In the evenings, MacDonald drops his last name and role in the military for a musical passion, which he has been perfecting since that young age.
"I grew up in New Brunswick in the old farmhouse kitchen scenario," MacDonald explains. "My grandfather [would play the] harp, me and my uncle on guitars and my aunt on the piano. We would play some bluesy stuff like that. Gordon Lightfoot was also kicking in, so my uncle was teaching me all of that."
New Brunswick didn't have all the answers to life that MacDonald desired, so he decided to join the army, a decision that would allow him to see more of the world and meet various new and interesting people.

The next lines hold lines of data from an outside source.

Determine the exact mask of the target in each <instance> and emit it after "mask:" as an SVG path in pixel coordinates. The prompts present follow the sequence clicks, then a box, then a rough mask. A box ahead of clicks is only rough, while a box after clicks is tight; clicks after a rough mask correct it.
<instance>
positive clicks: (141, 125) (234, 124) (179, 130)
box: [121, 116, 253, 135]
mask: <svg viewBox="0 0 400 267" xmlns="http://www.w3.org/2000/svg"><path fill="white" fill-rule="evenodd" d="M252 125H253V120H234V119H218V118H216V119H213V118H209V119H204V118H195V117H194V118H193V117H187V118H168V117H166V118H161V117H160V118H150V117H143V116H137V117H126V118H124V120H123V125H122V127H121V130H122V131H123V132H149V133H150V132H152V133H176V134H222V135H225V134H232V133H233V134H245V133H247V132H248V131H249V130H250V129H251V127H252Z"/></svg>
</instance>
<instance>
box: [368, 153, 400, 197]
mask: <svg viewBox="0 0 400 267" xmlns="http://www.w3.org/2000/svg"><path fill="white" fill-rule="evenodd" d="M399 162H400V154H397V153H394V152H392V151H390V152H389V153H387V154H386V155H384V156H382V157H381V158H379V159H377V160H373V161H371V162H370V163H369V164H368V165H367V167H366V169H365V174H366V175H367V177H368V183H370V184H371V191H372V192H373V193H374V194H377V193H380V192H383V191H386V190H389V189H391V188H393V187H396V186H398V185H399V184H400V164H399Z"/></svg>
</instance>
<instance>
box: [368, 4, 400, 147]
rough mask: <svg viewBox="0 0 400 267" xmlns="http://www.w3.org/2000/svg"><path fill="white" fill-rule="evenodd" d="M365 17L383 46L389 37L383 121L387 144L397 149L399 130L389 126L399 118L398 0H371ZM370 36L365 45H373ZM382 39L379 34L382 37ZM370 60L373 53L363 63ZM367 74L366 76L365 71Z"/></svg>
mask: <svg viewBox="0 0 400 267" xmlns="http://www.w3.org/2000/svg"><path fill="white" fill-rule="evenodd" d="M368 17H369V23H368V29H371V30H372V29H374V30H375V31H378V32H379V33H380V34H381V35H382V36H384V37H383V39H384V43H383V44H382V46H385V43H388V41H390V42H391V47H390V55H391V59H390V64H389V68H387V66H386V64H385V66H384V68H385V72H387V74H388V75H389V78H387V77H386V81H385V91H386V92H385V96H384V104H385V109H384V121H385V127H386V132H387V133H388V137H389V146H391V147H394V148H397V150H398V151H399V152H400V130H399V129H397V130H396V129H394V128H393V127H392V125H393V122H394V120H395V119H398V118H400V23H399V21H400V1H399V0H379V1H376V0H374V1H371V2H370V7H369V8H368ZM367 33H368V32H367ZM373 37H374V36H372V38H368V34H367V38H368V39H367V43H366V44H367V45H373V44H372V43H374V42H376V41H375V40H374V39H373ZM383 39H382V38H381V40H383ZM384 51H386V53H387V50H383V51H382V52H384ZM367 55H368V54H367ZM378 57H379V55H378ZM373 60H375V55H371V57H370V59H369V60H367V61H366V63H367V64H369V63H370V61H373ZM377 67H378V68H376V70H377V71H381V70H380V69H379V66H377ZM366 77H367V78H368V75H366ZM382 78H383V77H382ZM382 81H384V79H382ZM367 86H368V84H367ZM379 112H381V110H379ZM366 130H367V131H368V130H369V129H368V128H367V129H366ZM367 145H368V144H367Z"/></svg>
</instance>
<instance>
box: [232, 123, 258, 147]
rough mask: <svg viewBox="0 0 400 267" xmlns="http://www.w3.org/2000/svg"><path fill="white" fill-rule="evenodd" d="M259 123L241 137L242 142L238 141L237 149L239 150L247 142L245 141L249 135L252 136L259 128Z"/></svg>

"I've always thought of [music] as a career," MacDonald notes, then reasons, "But as Keith Richards said, 'There's no money in it.'"
This lack of funds did not deter MacDonald from writing a vast amount of songs for his band and playing whenever able to get a gig. Actually, MacDonald found being in the army helped his musical career, allowing him to tour various parts of the world during his off time while overseas.
In recent weeks, MacDonald has found satisfaction in the comfortable, quiet setting of the Brass Cafe, where he plays an acoustic set on Fridays and Saturdays.
"Right now I'm leaning towards a more folk/acoustic revival kind of music," he notes.
MacDonald is used to playing either alone or with a band in a much rockier, grunge-type setting but has said that the latter gives a lot of hassle and would be inappropriate for the most part at the Brass Cafe.
"When you play acoustically, you're not just another band," he concludes. "It's more intimate, more unique and people like it."